Como diria o Deputado Pedro Delgado Alves, no debate que se realizou antes da votação:

“Não fica tudo feito, subsistem outras discriminações, há muito trabalho pela frente. Mas quanto a este trabalho, que tanto custou a este Parlamento e que tanto custou às famílias deste País que tiveram de aguardar por esta resposta, hoje, finalmente — pensei poder já tê-lo dito antes —, reitero o que tinha dito na altura: peço desculpa pela demora, em nome da República Portuguesa, e espero, uma vez mais, que a vossa paciência e a vossa dignidade sejam finalmente recompensadas com esta votação.”

Ana Vargas




[1] Tratado de Amesterdão que altera o Tratado da União Europeia, os Tratados que instituem as Comunidades Europeias e alguns atos relativos a esses Tratados, ratificado pelo Presidente da República, a 19 de fevereiro de 1999, após aprovação, para ratificação, pela Resolução da Assembleia da República n.º 7/99, de 6 de janeiro de 1999.
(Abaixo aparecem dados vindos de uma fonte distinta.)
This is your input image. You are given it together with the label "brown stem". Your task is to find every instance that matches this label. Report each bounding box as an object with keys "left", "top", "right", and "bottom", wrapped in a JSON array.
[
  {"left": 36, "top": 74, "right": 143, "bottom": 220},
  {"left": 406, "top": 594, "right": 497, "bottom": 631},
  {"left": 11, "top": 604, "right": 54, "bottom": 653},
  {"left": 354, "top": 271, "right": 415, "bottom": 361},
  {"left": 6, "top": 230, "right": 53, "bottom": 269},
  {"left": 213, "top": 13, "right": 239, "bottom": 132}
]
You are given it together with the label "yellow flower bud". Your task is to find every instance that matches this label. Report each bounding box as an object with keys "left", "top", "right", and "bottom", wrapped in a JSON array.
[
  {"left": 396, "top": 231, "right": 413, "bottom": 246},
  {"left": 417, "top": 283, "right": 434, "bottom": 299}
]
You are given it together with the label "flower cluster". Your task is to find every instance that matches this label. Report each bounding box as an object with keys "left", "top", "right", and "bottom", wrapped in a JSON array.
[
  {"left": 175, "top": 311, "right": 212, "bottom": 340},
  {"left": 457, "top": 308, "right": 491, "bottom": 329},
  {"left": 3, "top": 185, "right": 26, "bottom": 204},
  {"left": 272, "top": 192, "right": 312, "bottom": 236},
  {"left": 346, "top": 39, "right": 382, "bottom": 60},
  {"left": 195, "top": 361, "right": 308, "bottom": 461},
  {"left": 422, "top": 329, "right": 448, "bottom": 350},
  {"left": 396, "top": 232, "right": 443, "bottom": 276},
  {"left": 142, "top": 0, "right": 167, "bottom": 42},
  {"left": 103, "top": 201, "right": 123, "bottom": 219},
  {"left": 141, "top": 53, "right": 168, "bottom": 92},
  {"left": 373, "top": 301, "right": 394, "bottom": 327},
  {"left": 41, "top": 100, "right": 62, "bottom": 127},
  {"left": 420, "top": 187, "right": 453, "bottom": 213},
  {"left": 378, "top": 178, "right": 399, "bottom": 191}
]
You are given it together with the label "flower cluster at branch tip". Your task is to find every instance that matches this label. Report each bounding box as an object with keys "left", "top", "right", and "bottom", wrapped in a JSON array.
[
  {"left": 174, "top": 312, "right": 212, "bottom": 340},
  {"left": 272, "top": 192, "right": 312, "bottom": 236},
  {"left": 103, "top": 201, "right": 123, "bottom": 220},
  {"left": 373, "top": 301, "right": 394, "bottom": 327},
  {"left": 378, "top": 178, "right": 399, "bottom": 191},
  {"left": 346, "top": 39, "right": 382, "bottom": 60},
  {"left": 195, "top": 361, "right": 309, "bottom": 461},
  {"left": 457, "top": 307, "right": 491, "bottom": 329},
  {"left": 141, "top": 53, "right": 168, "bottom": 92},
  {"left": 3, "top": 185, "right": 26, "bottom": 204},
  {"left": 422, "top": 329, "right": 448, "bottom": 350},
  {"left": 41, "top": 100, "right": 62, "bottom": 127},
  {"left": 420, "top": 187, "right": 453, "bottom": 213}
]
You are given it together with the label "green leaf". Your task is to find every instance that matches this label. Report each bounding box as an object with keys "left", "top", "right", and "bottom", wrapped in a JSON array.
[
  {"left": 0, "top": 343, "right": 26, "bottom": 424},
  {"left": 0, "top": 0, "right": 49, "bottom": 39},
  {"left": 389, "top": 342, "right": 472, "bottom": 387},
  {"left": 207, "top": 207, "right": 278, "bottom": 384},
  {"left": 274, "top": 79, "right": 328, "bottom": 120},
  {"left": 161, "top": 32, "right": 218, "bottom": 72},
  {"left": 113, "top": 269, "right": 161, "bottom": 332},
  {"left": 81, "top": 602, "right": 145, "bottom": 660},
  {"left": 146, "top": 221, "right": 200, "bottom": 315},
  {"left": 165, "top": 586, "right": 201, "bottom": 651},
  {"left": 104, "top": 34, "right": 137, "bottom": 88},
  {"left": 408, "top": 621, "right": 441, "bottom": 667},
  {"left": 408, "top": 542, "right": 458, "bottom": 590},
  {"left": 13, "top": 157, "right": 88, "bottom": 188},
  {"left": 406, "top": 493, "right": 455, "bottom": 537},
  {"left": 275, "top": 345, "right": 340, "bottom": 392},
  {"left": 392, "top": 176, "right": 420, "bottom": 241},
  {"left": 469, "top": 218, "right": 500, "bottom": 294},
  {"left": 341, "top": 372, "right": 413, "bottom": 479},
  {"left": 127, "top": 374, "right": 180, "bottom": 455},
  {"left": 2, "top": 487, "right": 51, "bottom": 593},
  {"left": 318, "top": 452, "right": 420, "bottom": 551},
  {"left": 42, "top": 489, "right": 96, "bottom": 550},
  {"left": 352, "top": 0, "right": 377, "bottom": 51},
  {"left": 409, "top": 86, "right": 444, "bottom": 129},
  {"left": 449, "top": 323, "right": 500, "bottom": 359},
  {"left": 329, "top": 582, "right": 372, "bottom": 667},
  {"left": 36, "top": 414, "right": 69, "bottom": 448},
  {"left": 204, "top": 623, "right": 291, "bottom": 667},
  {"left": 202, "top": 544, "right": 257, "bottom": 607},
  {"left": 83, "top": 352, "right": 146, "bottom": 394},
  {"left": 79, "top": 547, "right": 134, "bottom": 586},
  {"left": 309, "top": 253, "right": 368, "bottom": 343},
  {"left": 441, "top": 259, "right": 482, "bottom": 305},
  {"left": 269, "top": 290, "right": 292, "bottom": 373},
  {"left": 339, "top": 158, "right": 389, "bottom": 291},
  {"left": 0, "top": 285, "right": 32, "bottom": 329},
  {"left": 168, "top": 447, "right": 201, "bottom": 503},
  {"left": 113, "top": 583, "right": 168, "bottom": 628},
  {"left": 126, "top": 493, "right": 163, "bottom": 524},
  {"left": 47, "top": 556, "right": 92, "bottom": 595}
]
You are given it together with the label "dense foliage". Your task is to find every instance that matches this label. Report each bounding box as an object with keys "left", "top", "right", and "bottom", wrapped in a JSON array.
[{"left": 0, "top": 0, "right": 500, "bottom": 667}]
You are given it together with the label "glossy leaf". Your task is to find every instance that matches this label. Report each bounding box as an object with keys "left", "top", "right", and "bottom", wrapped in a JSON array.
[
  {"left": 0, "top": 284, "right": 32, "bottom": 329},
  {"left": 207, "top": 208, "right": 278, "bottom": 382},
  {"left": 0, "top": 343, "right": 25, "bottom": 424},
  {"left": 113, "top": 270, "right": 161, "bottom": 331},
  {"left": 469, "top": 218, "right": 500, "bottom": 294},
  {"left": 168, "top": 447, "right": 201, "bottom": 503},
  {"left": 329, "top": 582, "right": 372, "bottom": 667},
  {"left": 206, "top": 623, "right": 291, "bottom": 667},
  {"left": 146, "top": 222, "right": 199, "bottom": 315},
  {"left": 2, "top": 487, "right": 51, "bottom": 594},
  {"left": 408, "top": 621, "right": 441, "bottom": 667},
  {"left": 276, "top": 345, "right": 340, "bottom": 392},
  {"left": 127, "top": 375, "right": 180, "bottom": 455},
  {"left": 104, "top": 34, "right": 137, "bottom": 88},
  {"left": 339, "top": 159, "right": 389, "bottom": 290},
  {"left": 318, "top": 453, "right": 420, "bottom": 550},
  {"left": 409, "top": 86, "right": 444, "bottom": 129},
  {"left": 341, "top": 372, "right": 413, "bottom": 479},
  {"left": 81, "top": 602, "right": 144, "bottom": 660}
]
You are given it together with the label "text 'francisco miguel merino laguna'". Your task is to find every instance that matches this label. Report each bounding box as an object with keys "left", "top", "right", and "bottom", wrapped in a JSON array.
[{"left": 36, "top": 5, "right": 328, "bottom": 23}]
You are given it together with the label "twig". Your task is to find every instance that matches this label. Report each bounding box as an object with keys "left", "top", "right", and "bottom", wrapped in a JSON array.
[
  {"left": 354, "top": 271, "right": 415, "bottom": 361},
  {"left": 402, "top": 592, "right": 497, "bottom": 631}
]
[2] O Acórdão n.º 359/2009, de 9 de Julho, do Tribunal Constitucional, considerou que “No tratamento da questão de saber se o direito de contrair casamento previsto na Constituição deve ser estendido ao casamento entre pessoas homossexuais devem, pois, ser excluídos quer o entendimento segundo o qual essa extensão não envolveria uma redefinição judicial do casamento, quer o entendimento segundo o qual o casamento objeto de tutela constitucional envolve uma petrificação do casamento tal como este é hoje definido na lei civil.” Ou seja, a Constituição não impõe ao legislador que consagre a possibilidade do casamento entre pessoas do mesmo sexo, mas não o impede de fazer.
Este Acórdão resultou do recurso interposto por duas recorrentes a quem foi sucessivamente negado o direito de casarem pelo Conservador do Registo Civil, pelo Tribunal de primeira instância e pelo Tribunal da Relação de Lisboa.

[3] De acordo com o Parecer da Comissão de Assuntos Constitucionais, Direitos, Liberdades e Garantias, publicado no Diário da Assembleia da República, II Série A, n.º 23, de 9 de janeiro de 2010, não foi possível aos serviços da Assembleia da República, no curto prazo que foi concedido para elaboração do parecer, proceder à contagem do elevado número de assinaturas que acompanha a iniciativa.

[4] Acórdão do Tribunal Constitucional n.º 121/2010.